O fato, quanto a mim, é que temos 3 documentos escritos.
O primeiro, em importância, é um artigo que Carlos Amaro, amigo dileto do poeta, publicou quando da sua morte, na revista “Ilustração”. Em certo ponto, escreveu:
“Não é esta a hora da crítica serena à sua obra, demais tanta coisa anda dispersa, tantas composições só começadas, mas tendo, contudo, o bastante para valer bem a pena publicá-las, trabalhos sobre a língua, literatura e poesia chinesas – mais de sete mil páginas vi eu escritas em letra quase microscópica, da última vez que Camilo Pessanha esteve em Lisboa –...”
E João de Castro Osório, em 1969, no meio da massa de comentários a que se refere Margarido, declarou que Pessanha, ao regressar a Macau em 1916, esperava contar com algum auxílio oficial para que se copiassem e publicassem as numerosas traduções de literatura chinesa que ele tinha feito e recolhia num caderno. Caderno esse que Castro Osório examinou e por isso mesmo lamentava que não se tivesse feito “o completo acabamento e publicação, ao menos, das muitas obras que enchiam o volumoso caderno, que tive por algumas horas em meu poder, onde Camilo Pessanha juntara as suas traduções poéticas da literatura chinesa”. E acrescenta: “foi um verdadeiro crime contra a cultura portuguesa ter-se menosprezado o valor desta colaboração”. Um crime que, em certo sentido, se perpetua, ainda hoje, por aqueles que acham mais fácil desprezar dois testemunhos coincidentes, em nome da facilidade da acusação banal de “abulia”.
Por fim, basta ler com atenção a correspondência coligida por Daniel Pires e publicada em coedição pela Biblioteca Nacional e Editora da Unicamp. Lá se encontra, por exemplo, esta declaração de Pessanha a Carlos Amaro, numa carta de março de 1912:
“Em quase vinte anos de Macau, fui-me adaptando ao meio por um trabalho penível, embora em parte inconsciente, que me incapacitou para ser qualquer coisa fora daqui. São quase vinte anos de estudo, mais ou menos assíduo, da língua chinesa, dos costumes chineses, da arte chinesa. A língua principalmente desde que cheguei aqui a última vez, há três anos, tenho-a estudado brutalmente, - no furor de me absorver fosse no que fosse, para ver se conseguia distrair-me de tantas desgraças a que não posso dar remédio e que são a minha obsessão.”

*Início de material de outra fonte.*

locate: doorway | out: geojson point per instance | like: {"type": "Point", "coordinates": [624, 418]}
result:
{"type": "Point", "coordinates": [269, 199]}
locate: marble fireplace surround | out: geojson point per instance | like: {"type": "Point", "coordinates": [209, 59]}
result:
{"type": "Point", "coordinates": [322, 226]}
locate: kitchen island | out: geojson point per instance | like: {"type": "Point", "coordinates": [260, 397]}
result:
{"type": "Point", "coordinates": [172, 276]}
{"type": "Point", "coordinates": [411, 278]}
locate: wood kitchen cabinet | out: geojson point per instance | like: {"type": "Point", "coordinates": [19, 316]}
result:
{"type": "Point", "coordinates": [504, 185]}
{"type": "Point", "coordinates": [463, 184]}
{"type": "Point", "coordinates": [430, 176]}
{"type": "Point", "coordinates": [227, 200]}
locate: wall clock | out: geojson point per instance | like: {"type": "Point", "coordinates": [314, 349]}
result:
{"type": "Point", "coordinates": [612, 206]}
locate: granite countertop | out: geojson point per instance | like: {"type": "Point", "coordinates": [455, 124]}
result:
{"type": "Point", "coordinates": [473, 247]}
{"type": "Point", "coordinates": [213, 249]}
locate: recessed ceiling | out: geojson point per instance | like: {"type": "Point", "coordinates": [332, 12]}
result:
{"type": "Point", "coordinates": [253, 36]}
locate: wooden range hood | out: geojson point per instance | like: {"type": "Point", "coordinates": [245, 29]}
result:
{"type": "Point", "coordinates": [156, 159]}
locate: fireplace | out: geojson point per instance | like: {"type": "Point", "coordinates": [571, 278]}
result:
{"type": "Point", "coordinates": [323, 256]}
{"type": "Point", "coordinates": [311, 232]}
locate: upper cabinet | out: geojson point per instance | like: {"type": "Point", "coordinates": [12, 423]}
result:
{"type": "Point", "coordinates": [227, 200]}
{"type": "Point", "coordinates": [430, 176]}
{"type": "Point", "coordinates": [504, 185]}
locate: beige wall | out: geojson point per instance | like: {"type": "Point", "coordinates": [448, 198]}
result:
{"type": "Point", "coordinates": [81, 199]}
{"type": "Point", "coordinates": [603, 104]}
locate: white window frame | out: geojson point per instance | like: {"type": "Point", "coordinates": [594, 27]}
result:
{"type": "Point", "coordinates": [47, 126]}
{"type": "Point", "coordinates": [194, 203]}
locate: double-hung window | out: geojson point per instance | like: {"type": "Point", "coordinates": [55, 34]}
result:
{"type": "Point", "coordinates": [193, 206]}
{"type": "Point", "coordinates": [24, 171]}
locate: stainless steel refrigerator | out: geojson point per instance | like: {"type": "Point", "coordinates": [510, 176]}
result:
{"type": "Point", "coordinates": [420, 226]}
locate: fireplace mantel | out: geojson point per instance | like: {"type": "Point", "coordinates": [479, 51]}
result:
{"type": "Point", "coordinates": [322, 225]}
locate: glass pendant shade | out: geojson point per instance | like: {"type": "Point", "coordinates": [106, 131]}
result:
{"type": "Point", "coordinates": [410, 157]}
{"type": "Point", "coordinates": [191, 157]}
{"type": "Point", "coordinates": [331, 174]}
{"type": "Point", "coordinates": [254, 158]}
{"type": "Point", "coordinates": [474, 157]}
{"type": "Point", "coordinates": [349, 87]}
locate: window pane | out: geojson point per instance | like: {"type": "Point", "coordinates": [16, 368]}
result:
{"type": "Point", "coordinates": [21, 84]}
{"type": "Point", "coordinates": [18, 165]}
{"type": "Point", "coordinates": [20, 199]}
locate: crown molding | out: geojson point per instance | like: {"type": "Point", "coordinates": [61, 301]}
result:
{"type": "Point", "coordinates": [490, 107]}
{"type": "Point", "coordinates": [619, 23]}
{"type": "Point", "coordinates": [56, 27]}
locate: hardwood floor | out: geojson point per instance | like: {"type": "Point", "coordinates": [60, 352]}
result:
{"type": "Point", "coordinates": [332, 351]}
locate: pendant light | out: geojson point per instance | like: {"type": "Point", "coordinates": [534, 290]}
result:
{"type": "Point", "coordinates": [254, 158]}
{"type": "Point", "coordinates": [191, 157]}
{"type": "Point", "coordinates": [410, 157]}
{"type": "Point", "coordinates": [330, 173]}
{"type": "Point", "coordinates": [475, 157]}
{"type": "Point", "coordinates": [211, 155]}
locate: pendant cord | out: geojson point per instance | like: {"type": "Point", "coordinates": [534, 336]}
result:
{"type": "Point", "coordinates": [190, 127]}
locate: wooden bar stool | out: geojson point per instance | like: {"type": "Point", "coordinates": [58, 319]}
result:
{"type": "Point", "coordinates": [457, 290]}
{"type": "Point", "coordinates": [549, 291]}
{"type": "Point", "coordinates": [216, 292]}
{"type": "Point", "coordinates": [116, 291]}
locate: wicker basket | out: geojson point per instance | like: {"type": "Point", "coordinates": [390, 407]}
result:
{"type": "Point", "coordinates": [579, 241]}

De tudo o que lemos nessa e em outras cartas resulta um perfil atormentado, mas nada que se pareça com a figura do abúlico incapaz de escrita poética ou de aprendizado do chinês ou de tradutor dessa língua. Abúlicos, no sentido mais amplo, talvez sejam os críticos renitentes, na preguiça de enfrentar os lugares comuns desta lenda, como antes não enfrentaram da outra, a do poeta sem escrita.